People Should Stop Pontificating

Oct 05, 2014 10:15


Originally published at Quantum Matrix Scribe. Please leave any comments there.

My mother has a funny quote: “Opinions are like armpits. Everybody has two, and they usually stink.”

I can’t argue with that. Over the past few years I’ve lived in the DC area and become more involved in public policy debates, philosophical discussions, and politics, I’ve seen this ring true dozens and dozens of time over. Everybody has an opinion. And, with few exceptions, these opinions are generally awful.

I don’t mean they’re awful in that I disagree with them. I don’t mean they’re awful in that they come to the wrong conclusions. I mean that they’re awful because of shoddy reasoning, faulty premises, and often just kneejerk, instinctive responses rather than anything genuinely intelligent. You can be a smart person whom I respect even if we fundamentally disagree on certain points. But I won’t respect you if your logic is rubbish, you resort to fallacies, and you demand others do the research for you.

Why am I saying this? I guess it’s because I’ve been looking at myself in the mirror lately. I have a few posts in my drafts folder about a few high octane topics. One - which I will still likely publish soon - is over the whole “climate march” BS and the “Flood Wall Street” nonsense that went on last week. Let me be clear: I think climate change is happening. I don’t think it is anything to be worried about, and I most certainly do not want the government trying to “fix” it. But do I really have the grounds to be pontificating about climate change, on my personal blog? At most, I think what I can do is point out the absurdities and contradictions in the arguments and actions of the climate protestors, note the evidence we really have, and then just point out the potential consequences of undoing capitalism and trying to embrace some form of eco-socialism (which I personally think would be disastrous.)

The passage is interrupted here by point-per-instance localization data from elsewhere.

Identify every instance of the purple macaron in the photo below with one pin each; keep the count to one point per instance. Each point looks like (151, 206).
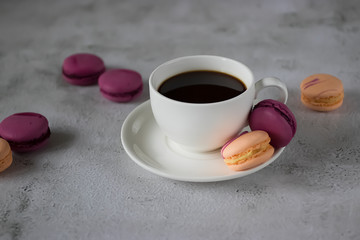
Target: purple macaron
(276, 119)
(25, 131)
(82, 69)
(120, 85)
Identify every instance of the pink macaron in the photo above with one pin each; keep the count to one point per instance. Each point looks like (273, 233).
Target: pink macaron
(248, 150)
(25, 131)
(120, 85)
(82, 69)
(276, 119)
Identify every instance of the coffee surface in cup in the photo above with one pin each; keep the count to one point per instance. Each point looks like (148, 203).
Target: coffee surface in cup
(202, 87)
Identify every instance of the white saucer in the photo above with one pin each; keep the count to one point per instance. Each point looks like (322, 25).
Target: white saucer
(150, 148)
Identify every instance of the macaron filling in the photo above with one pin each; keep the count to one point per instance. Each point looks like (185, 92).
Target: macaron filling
(253, 152)
(324, 101)
(125, 94)
(75, 76)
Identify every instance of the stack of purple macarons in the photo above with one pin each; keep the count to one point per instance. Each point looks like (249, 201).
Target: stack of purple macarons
(118, 85)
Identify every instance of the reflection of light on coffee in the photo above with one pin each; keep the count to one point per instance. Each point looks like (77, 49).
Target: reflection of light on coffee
(202, 87)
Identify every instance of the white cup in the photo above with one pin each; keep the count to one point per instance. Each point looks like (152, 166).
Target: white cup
(202, 127)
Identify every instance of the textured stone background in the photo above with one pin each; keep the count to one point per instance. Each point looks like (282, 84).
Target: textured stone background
(84, 186)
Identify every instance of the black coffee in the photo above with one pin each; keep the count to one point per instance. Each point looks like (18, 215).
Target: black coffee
(202, 87)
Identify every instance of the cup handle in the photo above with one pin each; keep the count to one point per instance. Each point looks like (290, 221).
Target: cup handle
(271, 82)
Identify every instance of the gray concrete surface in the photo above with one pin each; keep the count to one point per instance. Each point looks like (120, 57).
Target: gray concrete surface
(84, 186)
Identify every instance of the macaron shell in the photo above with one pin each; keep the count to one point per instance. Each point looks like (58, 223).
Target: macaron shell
(244, 142)
(5, 155)
(276, 119)
(26, 131)
(120, 85)
(253, 162)
(82, 69)
(322, 92)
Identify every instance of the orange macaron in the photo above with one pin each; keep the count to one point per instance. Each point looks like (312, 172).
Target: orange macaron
(5, 155)
(322, 92)
(247, 151)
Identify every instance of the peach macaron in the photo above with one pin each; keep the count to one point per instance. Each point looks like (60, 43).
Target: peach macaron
(322, 92)
(247, 151)
(5, 155)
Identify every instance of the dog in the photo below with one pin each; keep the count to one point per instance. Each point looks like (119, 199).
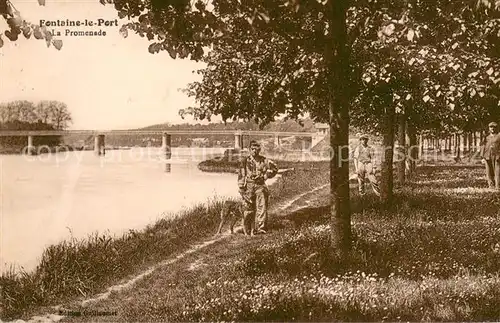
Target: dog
(232, 211)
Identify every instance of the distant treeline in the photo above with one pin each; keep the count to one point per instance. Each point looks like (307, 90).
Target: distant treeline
(26, 115)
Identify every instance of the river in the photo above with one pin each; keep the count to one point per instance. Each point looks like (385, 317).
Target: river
(51, 197)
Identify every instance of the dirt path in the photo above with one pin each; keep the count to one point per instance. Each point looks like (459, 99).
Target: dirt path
(49, 318)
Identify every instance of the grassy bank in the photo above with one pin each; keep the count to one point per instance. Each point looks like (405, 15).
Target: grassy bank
(434, 257)
(77, 269)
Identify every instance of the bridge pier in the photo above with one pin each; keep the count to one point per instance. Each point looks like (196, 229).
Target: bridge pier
(99, 145)
(238, 140)
(166, 147)
(31, 148)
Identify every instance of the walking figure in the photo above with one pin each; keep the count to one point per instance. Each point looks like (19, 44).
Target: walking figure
(490, 156)
(363, 164)
(253, 172)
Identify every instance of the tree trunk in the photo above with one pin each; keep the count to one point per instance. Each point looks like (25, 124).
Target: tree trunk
(466, 142)
(387, 180)
(413, 149)
(401, 156)
(338, 57)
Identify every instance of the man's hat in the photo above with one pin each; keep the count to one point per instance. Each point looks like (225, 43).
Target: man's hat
(254, 143)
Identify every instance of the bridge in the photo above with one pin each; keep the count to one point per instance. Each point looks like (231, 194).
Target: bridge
(99, 136)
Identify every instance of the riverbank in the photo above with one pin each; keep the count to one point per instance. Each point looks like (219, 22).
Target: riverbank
(431, 258)
(76, 269)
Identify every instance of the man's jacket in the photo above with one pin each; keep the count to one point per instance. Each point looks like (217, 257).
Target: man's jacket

But then that raises another question: even if we are not an expert in field X, does that preclude us from giving our opinions on field X? Must we refrain all the time?

I used to look at it as “Well, you can offer your opinion, but it will be weighted less than an expert in field X.” That seemed to make sense. But now, I’m starting to think that people outside a field might, in some circumstances, actually have a more valuable or intelligent viewpoint. But only in some cases. One case was when, for a group political blog, I wrote about an article where a college professor recommended that we get rid of the United States Air Force and roll it’s operations into the Army and Navy. I added on to that with some musing about whether or not we still needed the Marine Corps. Cue tons of angry commentators who said that I had obviously never been in the military and had no idea what I was talking about, but they had been in the Corps for years and knew exactly why the Corps was a necessity in this day and age. Yet, despite this, none of them presented a cogent argument for why it needed to be around. I look at the Corps, and what I see these days is a second Army, albeit one with more aviation assets and supposedly tied to the Navy. It looks redundant, and there is no reason that it’s “unique” features (namely, fast assault) can’t be rolled into the Army and redone there. (Wrong culture was one reason given; okay, then, change the Army culture.) Basically, their arguments were emotional appeals to tradition and patriotism, not logic.

I think that’s a problem when looking from the inside on any issue. You need people who are looking from the outside, who don’t necessarily have “expertise,” both to bring you back down to earth and to bring up things you may not have thought of. How many times have experts been so caught up in the weeds of their profession that they’ve missed the pasture, the river, and the neighboring forest? It happens all the time when I start programming, then I realize that nobody else knows how the heck I’m doing something, so I have to go back and make it easier for them to use. I also see it with scientists, who say “The data is saying X, ergo we must do Y” but they completely ignore A-W and probably Z, then get all pissy when people who aren’t scientists say “No, we shouldn’t.” “But you’re not scientists, you don’t understand!” Well, actually, we do, we just understand a broader context.

But overall, I’m not so confident that people should be voicing their opinions all the time. I’m not calling for restrictions on the First Amendment here; this has nothing to do with laws and regulation. I’m just talking about individual practices. Many look at Twitter and Facebook as “democratizing” the Internet, and think this is a good thing; what I see these days is that a lot of rather stupid, lowbrow people whose ill-thought opinions were restricted to themselves and a few others in their close social circles now have a platform to fling them out there into the world. Worse, a lot of these people have found others who are like them, and have banded together to promote this kind of content. Look at the calls for anti-elitism, anti-intellectualism, and populism. Not necessarily good things. The lowest common denominator now drives our discourse. Rather than actually research the topic at hand, be humble about what you’re putting forward (i.e., open to being proven wrong), and then present an argument based on the evidence, it’s all kneejerk opinionating with very little to back it up but more and more decibels. I mean hell if you can’t even be bothered to look up the basic facts of the subject at hand, you shouldn’t really be talking, just as a courtesy to everyone else.

Was there really a point to this blog post? I don’t know. It is awfully rambling. I guess what I’m trying to say is:
  • I don’t publish things immediately because I like to stop, think about them, and come back to them later…which other people usually do not;
  • There are an awful lot of people out there who really have no idea what on Earth they are talking about but pontificate as if they are serious philosophers;
  • Social media has turned me from a somewhat egalitarian “voice of the people” dude into an almost aristocratic conservative who thinks the peasants should really shut up now because they have no idea what they’re doing;
  • I am not above being one of the idiotic peasants.

So, basically, can everyone just shut the hell up for a little while? You’re all idiots. Myself included.